Hace ya un par de años, hablábamos de un pintor sevillano bastante conocido, Herrera el Viejo, y de sus peligrosas incursiones en el mundo de la falsificación de moneda, delito bastante grave por el que llegó a acogerse a sagrado en el desaparecido Colegio de San Hermenegildo de los padres jesuitas. Falsificar moneda era delito de lesa majestad, esto es, atentaba contra el propio Rey, de ahí que fuera catalogado y denominado como crimen "execrable", "atroz" o "gravísimo". Desde tiempos de Alfonso X el Sabio, allá por el siglo XIII, la pena para los falsarios estaba clara, como se refleja en las "Siete Partidas" dadas como marco legal por el propio monarca castellano:
“Moneda es cosa con que mercan et viven los homes en este mundo; et por ende non ha poderío de la mandar facer ningunt home si non fuere emperador, o rey o aquellos a quien ellos otrogan poder que la fagan por su mandado: et qualquier otro que se trabaja de la facer face muy grant falsedat et muy grant atrevimiento en querer tomar el poderío que los emperadores et los reyes toyieron para sí señaladamente. Et porque de tal falsedat como esta viene muy grant daño a todo el pueblo, mandamos que cualquier home que ficiere falsa moneda de oro, o de plata o de otro metal qualquier, que sea quemado por ello de manera que muera."
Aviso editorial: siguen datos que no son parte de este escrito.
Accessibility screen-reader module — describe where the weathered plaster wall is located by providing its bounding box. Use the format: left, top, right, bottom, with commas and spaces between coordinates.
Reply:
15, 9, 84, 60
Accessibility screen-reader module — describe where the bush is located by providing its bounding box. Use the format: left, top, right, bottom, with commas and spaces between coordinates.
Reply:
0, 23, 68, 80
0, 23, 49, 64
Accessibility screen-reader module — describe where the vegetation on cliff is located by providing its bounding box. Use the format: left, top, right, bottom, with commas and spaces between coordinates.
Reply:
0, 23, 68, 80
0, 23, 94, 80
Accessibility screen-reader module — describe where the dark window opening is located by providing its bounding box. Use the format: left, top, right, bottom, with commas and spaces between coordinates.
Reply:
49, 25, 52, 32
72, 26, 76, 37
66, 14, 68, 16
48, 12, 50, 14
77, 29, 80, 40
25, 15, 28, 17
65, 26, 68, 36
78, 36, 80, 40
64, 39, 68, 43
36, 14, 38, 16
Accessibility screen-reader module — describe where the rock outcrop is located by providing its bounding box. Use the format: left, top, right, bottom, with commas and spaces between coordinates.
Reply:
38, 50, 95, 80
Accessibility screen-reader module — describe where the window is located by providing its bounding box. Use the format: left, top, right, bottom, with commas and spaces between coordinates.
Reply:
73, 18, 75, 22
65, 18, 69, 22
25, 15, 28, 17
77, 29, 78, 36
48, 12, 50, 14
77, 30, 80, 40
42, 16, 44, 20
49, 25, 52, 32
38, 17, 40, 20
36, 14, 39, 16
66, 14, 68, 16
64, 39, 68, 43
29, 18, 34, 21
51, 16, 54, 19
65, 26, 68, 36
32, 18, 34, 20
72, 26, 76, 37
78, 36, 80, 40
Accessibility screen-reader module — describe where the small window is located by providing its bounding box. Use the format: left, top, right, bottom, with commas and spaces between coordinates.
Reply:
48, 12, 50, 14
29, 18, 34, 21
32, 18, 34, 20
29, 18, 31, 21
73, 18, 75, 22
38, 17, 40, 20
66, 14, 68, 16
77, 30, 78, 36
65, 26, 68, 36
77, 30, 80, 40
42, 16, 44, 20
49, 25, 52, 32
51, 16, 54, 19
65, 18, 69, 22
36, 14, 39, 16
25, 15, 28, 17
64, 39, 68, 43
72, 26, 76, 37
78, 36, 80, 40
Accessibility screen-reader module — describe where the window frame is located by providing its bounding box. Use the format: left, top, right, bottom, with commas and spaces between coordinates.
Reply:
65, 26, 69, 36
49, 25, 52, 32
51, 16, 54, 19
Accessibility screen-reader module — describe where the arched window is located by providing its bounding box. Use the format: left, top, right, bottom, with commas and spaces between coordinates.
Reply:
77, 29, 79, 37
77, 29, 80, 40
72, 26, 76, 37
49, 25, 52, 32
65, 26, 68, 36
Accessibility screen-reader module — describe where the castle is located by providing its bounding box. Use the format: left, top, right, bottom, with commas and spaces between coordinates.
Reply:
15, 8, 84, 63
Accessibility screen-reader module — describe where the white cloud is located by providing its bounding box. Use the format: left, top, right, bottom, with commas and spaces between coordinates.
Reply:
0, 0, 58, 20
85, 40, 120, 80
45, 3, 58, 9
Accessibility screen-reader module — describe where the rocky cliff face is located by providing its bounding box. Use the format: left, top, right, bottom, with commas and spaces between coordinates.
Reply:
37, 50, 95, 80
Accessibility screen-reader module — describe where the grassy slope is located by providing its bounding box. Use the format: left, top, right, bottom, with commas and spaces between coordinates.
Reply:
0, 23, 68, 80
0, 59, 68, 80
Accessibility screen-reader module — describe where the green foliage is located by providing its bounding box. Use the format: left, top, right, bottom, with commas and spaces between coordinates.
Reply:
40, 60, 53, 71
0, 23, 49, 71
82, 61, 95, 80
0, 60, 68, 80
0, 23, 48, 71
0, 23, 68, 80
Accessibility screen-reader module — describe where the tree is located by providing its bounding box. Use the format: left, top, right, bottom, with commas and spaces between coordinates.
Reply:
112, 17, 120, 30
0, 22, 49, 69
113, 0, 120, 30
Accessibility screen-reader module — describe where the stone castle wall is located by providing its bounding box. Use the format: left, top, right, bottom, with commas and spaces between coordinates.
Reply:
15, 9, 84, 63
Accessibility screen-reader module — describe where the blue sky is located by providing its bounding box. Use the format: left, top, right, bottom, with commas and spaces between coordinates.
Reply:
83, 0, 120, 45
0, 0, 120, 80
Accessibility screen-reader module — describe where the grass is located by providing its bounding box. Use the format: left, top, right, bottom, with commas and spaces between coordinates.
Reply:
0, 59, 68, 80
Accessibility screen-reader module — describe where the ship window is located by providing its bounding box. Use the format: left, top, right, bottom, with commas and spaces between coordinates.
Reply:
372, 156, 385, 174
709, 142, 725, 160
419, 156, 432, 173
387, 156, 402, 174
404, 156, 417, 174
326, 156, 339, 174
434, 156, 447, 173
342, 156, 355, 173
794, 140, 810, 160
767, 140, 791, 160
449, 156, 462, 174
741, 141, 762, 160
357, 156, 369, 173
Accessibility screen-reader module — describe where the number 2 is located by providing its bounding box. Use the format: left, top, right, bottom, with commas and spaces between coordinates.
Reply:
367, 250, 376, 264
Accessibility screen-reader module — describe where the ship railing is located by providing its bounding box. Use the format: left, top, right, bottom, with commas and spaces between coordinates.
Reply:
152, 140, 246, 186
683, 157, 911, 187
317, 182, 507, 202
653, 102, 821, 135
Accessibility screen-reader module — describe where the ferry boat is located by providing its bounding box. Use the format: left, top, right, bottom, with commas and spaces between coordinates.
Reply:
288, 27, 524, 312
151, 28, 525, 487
Además, las Partidas alfonsinas establecían que se incautarían aquellos edificios donde se labrase moneda a espaldas de la corona, con lo cual quedaba claro que el rey era dueño y señor de personas y haciendas.
A continuación, gracias a la sesuda investigación de nuestro habitual y nunca suficientemente alabado equipo de archiveros, documentalistas y bibliotecarios, veremos cómo se las gastaba la justicia del rey en cuestiones como estas allá por el siglo XVII:
Finalizaba en Sevilla el crudo invierno de 1681 (año del fallecimiento del dramaturgo Pedro Calderón de la Barca), era 15 de marzo. Zona de asueto y diversión, siempre llena de público, la Alameda de Hércules marcará el inicio de nuestra Historia. Por ella, acompañado de su cortejo de alguaciles, deambulaba el Alcalde de la Justicia don Cándido de Molina y Sotomayor, quien era tenido por persona de gran rectitud y siempre atenta a posibles delitos, de ahí que fuera de sobras más que conocido por el "gremio" de delincuentes y maleantes.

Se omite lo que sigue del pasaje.